You may experiment with free-text indices through AGWebView. Indices may be created, profiled, and used through AGWebView and through the Lisp, Python or Java client APIs. The Lisp function for creating free text indices is create-freetext-index. The Lisp API is discussed here in the Lisp Reference Guide.
Each free-text index has a name, so you can apply it to a query or perform maintenance on it.
Each index works with one or more specific predicates, including an option to index all predicates.
An index can be configured to include:
- All literals, no literals, or specific types of literals.
- The full URI of a resource, just the local name of the resource (after the # or /), or ignore resource URIs entirely.
- Any combination of the four parts of a "triple:" the subject, predicate, object, and graph.
Stop words (ignored words) may be specified for each index, or the index can use a default list of stop words.

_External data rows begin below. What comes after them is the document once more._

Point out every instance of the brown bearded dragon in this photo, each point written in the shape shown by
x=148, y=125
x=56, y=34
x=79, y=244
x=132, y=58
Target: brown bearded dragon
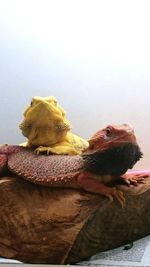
x=111, y=152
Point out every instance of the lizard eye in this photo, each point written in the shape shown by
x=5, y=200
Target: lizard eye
x=108, y=131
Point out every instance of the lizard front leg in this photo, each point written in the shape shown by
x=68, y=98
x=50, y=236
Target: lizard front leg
x=88, y=182
x=135, y=177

An index can make use of word filters such as stem.english, drop-accents, and soundex.
- stem.english: Provides stemming of English text.

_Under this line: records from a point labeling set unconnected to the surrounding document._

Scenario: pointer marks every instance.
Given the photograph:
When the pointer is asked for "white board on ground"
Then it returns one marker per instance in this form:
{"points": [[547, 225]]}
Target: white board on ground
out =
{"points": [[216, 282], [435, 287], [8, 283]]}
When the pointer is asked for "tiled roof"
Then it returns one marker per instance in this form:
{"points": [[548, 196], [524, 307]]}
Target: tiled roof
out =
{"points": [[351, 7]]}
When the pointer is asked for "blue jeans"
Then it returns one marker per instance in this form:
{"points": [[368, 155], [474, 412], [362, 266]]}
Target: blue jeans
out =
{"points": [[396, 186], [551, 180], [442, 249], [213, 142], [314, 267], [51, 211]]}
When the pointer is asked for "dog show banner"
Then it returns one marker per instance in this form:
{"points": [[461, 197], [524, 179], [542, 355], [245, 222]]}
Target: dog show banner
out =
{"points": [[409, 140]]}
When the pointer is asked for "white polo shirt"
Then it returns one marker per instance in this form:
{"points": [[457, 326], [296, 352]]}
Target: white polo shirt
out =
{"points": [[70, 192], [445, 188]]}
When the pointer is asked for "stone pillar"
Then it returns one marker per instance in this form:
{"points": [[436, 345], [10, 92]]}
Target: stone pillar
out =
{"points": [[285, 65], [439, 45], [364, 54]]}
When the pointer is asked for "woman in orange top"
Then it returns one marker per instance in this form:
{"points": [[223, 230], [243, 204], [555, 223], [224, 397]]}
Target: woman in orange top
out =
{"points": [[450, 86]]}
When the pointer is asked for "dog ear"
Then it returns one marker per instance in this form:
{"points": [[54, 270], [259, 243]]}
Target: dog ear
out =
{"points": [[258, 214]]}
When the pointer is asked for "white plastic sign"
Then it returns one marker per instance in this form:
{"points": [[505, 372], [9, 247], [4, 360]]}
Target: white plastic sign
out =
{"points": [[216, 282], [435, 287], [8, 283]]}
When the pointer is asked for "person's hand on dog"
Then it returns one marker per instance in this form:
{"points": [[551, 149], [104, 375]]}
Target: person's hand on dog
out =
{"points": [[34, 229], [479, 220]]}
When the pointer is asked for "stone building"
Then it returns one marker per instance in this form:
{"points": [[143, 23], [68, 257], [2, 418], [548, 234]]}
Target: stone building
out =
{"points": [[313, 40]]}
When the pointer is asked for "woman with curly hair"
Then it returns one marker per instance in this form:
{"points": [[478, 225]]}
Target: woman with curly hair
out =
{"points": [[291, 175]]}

- drop-accents: Normalizes non-English text by removing accented characters.
- soundex: Indexes words by how they sound, rather than how they are spelled.
Text searches may be conducted programmatically using AllegroGraph client APIs (Lisp, Python, Java) or as part of SPARQL and Prolog queries.
Text matches use "?" for single-character wildcards, and "*" for multi-character wildcards.
Text queries may use Boolean operators "and" and "or".
Double-quotes around a piece of text mean that AllegroGraph should search for an exact phrase.
AllegroGraph supports "fuzzy" matching using the Levenshtein distance algorithm. You can adjust the desired "distance" to achieve a harder focus (few matches) or a softer focus (many matches).
Ranking of search results reflects word frequencies, and in the case of fuzzy matches, the closeness of the match.
Indexing words in Japanese
:tokenizer keyword argument to create-freetext-index specifies the tokenizer to use.
:default works for most European languages.
:japanese specifies the Japanese language tokenizer, as the following screenshot shows:
Indexing CJK (Chinese/Japanese/Korean words
:simple-cjk' for the :tokenizer` keyword argument to create-freetext-index indexes Chinese/Japanese/Korean (CJK) text. It uses bigrams for consecutive CJK characters as words. To use this tokenizer, specify :simple-cjk as the
tokenizer option when creating or modifying a freetext index.
The bigram tokenizer can be used for CJK mixed text, but its simplicity may result in false positives. It also tends to index a much larger number of words compared to other tokenizers.